CITY & REGION

Abuse victims embrace payout

Leanne Dohy

Calgary Herald

Thursday, November 24, 2005

Kenneth Potts said he was sent to St. Cyprian residential school on the Piikani reserve in 1943, when he was seven years old. While Potts said he has made a good life since, the abuse he suffered at the school remains with him still

CREDIT: Mikael Kjellstrom , Calgary Herald

The federal government's compensation offer of more than $2 billion in payments and programs comes as a comfort to abuse victims of Alberta residential schools.

For Kenneth Potts, the agreement announced Wednesday will offer a bit of security in his retirement.

"We live paycheque to paycheque ," Potts, a Piikani native, said from his Calgary home. "The money that I'm going to get will be put to good use paying down the mortgage."

The deal, which must be approved in court, would likely be paid to the abuse victims by the end of 2006. It is open to the more than 80,000 former students of the schools -- whose average age is 60 -- and includes $10,000 plus $3,000 for each year spent in the system.

Those who suffered abuse will receive additional compensation that could range into the hundreds of thousands of dollars.

Now 69, Potts was seven years old when his parents were ordered to deliver him to St. Cyprian's school. That day is seared in his memory.

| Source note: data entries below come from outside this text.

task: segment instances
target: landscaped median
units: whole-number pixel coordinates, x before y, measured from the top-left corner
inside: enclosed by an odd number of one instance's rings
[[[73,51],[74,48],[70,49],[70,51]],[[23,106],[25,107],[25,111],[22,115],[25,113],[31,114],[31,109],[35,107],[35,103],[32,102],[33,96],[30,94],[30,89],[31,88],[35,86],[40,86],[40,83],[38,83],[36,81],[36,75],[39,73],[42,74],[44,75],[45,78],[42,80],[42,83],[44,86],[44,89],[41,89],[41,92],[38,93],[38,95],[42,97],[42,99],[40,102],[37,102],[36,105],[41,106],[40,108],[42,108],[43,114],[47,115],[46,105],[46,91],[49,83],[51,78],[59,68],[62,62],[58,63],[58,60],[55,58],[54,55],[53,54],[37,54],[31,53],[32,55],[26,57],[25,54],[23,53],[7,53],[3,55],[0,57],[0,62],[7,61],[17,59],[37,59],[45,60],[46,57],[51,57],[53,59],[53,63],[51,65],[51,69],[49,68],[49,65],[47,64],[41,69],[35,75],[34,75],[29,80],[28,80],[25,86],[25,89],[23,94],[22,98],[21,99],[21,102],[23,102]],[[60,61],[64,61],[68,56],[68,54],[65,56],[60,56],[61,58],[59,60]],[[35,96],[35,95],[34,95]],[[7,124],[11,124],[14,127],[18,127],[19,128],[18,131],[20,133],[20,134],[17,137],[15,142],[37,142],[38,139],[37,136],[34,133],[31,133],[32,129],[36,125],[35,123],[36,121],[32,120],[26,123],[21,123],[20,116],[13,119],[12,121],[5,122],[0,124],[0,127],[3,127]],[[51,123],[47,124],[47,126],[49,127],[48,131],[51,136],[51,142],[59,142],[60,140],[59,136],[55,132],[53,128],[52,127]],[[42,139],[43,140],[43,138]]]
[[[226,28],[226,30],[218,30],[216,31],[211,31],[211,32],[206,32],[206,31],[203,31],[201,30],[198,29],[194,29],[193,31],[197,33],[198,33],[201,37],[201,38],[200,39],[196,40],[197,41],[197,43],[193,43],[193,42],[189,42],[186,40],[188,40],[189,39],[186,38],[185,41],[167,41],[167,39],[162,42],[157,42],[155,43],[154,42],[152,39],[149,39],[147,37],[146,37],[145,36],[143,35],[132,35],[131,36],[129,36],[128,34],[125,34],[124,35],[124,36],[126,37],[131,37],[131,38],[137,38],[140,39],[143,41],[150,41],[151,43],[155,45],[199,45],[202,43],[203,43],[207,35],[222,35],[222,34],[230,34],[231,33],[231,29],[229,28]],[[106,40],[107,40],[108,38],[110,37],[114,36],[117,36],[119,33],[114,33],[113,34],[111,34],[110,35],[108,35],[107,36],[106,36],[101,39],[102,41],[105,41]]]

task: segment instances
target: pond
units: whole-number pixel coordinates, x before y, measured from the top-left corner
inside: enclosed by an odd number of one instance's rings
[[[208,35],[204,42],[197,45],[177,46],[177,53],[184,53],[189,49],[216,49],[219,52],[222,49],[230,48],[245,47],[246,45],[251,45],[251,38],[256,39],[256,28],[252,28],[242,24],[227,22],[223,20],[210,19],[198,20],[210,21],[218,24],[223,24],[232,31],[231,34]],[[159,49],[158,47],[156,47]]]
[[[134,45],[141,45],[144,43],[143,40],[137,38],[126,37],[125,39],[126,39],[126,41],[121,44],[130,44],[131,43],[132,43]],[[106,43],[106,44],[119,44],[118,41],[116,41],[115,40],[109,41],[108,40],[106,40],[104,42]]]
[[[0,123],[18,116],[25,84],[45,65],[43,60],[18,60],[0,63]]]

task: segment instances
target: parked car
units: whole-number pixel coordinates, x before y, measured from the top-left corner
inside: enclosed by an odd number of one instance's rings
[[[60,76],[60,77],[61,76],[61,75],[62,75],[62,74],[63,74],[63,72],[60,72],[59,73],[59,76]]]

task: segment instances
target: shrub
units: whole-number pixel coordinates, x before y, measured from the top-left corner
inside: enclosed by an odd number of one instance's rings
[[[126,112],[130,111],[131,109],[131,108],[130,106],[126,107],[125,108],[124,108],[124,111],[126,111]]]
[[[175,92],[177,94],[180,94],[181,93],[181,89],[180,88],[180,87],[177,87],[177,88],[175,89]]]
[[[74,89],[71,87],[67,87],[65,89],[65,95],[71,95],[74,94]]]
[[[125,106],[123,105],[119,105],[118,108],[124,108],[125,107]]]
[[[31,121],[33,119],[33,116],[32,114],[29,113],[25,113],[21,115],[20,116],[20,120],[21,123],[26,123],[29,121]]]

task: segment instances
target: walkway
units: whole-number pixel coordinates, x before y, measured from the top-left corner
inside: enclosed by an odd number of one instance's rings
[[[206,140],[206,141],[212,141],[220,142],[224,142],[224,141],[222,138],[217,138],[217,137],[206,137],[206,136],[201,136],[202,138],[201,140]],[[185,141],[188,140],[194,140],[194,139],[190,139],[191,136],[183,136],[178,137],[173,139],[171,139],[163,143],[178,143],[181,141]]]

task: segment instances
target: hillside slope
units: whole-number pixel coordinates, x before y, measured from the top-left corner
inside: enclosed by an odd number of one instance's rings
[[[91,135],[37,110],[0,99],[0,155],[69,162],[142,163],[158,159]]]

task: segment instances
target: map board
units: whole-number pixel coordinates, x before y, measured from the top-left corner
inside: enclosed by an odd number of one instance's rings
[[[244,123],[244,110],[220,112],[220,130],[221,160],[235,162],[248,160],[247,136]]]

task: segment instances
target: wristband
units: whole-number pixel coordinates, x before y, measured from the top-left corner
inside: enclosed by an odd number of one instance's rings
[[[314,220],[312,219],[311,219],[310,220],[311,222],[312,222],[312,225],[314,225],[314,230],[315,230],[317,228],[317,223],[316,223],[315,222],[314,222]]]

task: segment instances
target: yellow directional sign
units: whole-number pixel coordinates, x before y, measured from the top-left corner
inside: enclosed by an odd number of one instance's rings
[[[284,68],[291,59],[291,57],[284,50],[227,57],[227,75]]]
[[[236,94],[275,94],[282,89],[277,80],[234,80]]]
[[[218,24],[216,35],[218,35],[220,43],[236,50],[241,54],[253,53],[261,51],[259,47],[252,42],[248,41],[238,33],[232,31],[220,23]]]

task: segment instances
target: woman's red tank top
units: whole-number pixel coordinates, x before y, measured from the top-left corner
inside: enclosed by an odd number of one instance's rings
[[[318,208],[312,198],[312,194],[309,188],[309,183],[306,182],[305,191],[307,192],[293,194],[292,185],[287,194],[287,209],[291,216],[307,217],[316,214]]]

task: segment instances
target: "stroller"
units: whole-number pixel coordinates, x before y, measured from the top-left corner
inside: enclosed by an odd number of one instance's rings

"My dad reluctantly took me to the school because they told him the law would come after him if he said no," Potts said. "When the parents left, they took me and bathed me in some kind of solution, then cut off all my hair, so I was bald."

Speaking Blackfoot was forbidden, and Potts said he was frequently beaten.

"We were abused all the time," Potts said. "When we were sitting in school, they would whack us over the head with these sticks, pointers that they used in reading."

When he was nine years old, Potts was shifted from full-day school to half days, working the afternoons on farms without pay. He left St. Cyprian's in 1952 after nine years of schooling.

"I had nothing to show for it."

He worked on area farms, and fell in to alcoholism. Thirty years ago, he swore off drinking and hasn't touched spirits since.

His two daughters are educated and grown, and a source of pride.

"They've done good ," he said.

He's grateful for the work of his lawyers over the past decade. "They're not quitters, you know?" Potts said. "They kept at it, all this time."

Potts is one of 620 claimants represented by the Calgary firm of Ruston Marshall.

Partner Vaughn Marshall was elated by the announcement.

"I've always seen this case as one for the ages," Marshall said. "I'm hopeful that it will lead to a transformation in aboriginal relations."

"With the boarding schools," he said, "we're talking about something that was happening for over a century, enduring, unrelenting, affecting generation after generation."